September 23, 2018 10:02 am

A lot of heat records fell in Denver this spring and summer. And…

We had the best harvest of Concord grapes in years. Thousands of clusters in my back yard. And..

A bear leaped our 6-foot privacy fence and greeted my wife at eye level while she was harvesting cucumbers before both went lickety-split in opposite directions.

Bob Burban
September 23, 2018 12:20 pm

The Friðheimar tomato farm in Iceland is a 24/7/364 operation that demonstrates human ingenuity at its finest.

Bruce of Newcastle
September 23, 2018 1:29 pm

A year is too long ago for warmies to recall.

French winegrowers face poorest harvest since 1945 (Oct 2017)

France’s winegrowers are preparing for their poorest harvest in decades after frosty weather in April devastated vineyards, with many fearing they will be unable to meet market demand.

Grapes don’t care about fake temperature records. They care about what the real temperature is.

Pamela Gray
September 23, 2018 3:08 pm

Only humans of the past 50 years bemoan warmer temperatures. ALL OTHER times and civilizations who lived in those other times bless the warmth.

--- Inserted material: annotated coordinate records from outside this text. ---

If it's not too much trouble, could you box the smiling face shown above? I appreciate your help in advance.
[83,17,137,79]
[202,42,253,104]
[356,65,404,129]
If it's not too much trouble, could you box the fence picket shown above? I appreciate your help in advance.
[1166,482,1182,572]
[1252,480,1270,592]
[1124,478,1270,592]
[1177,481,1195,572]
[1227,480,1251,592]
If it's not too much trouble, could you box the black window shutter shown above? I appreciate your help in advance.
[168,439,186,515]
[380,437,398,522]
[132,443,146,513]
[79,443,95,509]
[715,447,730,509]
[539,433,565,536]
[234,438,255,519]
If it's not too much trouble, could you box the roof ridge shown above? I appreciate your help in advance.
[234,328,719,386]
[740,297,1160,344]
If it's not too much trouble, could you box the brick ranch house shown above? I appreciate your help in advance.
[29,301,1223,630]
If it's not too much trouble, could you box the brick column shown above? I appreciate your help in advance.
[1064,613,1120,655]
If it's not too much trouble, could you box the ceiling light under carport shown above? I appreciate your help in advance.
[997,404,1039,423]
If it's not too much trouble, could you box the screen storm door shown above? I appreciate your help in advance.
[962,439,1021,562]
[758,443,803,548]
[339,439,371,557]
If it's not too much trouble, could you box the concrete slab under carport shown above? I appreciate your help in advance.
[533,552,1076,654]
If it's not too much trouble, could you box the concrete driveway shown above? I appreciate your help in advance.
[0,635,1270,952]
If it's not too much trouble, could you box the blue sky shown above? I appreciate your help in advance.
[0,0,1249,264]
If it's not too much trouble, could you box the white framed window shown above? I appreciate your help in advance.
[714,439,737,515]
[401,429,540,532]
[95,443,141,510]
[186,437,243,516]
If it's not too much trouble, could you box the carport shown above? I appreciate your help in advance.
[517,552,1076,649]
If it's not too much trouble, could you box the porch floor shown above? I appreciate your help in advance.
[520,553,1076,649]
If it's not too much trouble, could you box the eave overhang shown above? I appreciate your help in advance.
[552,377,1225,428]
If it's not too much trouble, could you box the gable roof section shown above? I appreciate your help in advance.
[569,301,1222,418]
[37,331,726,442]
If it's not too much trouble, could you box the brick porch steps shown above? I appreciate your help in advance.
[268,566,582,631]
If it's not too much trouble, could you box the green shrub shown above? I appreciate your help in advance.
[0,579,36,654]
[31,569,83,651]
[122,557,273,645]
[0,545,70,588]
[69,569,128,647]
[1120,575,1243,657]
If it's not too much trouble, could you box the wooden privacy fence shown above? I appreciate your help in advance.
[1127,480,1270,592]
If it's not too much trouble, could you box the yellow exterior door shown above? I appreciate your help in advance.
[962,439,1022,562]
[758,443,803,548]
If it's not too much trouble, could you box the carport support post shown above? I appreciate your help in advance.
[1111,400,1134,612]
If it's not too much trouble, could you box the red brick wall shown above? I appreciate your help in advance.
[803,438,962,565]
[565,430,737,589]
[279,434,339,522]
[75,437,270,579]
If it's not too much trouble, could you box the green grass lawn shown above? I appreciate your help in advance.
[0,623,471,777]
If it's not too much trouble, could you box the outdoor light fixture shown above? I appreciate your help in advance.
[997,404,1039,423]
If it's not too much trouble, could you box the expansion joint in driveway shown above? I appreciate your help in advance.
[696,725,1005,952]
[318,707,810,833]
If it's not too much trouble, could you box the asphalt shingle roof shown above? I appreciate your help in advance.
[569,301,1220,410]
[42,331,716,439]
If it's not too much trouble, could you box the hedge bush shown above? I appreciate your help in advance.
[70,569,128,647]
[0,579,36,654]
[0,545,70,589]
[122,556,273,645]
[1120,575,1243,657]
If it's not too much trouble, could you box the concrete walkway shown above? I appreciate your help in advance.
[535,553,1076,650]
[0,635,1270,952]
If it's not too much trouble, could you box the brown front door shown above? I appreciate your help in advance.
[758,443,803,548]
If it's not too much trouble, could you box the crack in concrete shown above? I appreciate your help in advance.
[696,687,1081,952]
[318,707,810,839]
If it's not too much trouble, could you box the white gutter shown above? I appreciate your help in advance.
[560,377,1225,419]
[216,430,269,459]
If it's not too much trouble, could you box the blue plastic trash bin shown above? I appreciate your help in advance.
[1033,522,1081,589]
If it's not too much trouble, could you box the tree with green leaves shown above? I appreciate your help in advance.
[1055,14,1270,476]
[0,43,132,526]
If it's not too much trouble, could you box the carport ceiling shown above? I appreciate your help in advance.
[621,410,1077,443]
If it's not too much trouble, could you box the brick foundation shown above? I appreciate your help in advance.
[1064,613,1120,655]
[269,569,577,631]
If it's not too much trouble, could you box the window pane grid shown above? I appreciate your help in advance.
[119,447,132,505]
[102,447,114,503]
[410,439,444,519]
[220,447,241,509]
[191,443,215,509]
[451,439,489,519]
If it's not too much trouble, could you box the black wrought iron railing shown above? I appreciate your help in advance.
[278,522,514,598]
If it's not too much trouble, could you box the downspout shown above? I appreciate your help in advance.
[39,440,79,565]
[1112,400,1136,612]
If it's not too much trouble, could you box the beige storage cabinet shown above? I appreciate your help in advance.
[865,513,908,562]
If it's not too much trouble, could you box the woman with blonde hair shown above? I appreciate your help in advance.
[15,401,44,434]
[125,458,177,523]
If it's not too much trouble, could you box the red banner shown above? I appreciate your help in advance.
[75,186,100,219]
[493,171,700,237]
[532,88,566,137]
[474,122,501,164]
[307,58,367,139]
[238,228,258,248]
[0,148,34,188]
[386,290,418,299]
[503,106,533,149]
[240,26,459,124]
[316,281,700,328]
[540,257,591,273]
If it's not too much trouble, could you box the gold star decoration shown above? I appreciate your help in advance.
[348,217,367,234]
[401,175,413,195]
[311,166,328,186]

September 23, 2018 9:06 pm

Alaska is having the best Indian Summer evah! We broke 64 record highs in September across the State. The Kenai Penninsula broke 70 degrees F in September. I am psyched. And 11,000 years ago, my vacation home was under a glacier.

NorwegianSceptic
September 24, 2018 1:51 am

Yep, a quite decent summer this year, but highest recorded temperature in Norway is still from 1901 (35,6C). Move on – nothing to see here…….

ralph
September 24, 2018 3:21 am

Picture = YUMMY

Steve O
September 24, 2018 4:40 am

“It’s nature, and you have to deal with it.”
— If the waters are going to be rougher, will the solution be to build a contraption that will calm the waves of the ocean, or to sail in a bigger boat?

Alba
September 24, 2018 7:36 am

I have visited the Rhine in July every year, apart from two, since 2000. One of the reasons I go is to photograph trains on the lines on either side of the Rhine. This year I had to give up as it was far too hot: into the 30s. Last year I had to give up, too. That was because it was too wet. And it wasn’t particularly warm, either. There was another year when I had to give up because it was too hot but most years the temperature has been warm but comfortable I can’t say I’ve noticed any great change in the temperature over the period 2000 to 2018. Variations between years, yes. But overall It doesn’t feel like it. But that’s just my personal impression.. I would be interested to see temperature figures for the area between Koblenz and Bingen for the last twenty years. However, one indicator of the weather is the wine harvest. According to this vintage chart for German Riesling the score varies between 98 in 2001 and 89 in 2013. I’ve no idea what these scores mean but there’s no evidence of any upward trend between 2001 and 2016. The highest scores were in 2001 and 2005.
https://www.winespectator.com/vintagecharts/search/id/6
And wine expert Jancis Robinson says this about 2014, only four years ago:
‘Too cold and too wet’ is the general summary for Germany in 2014.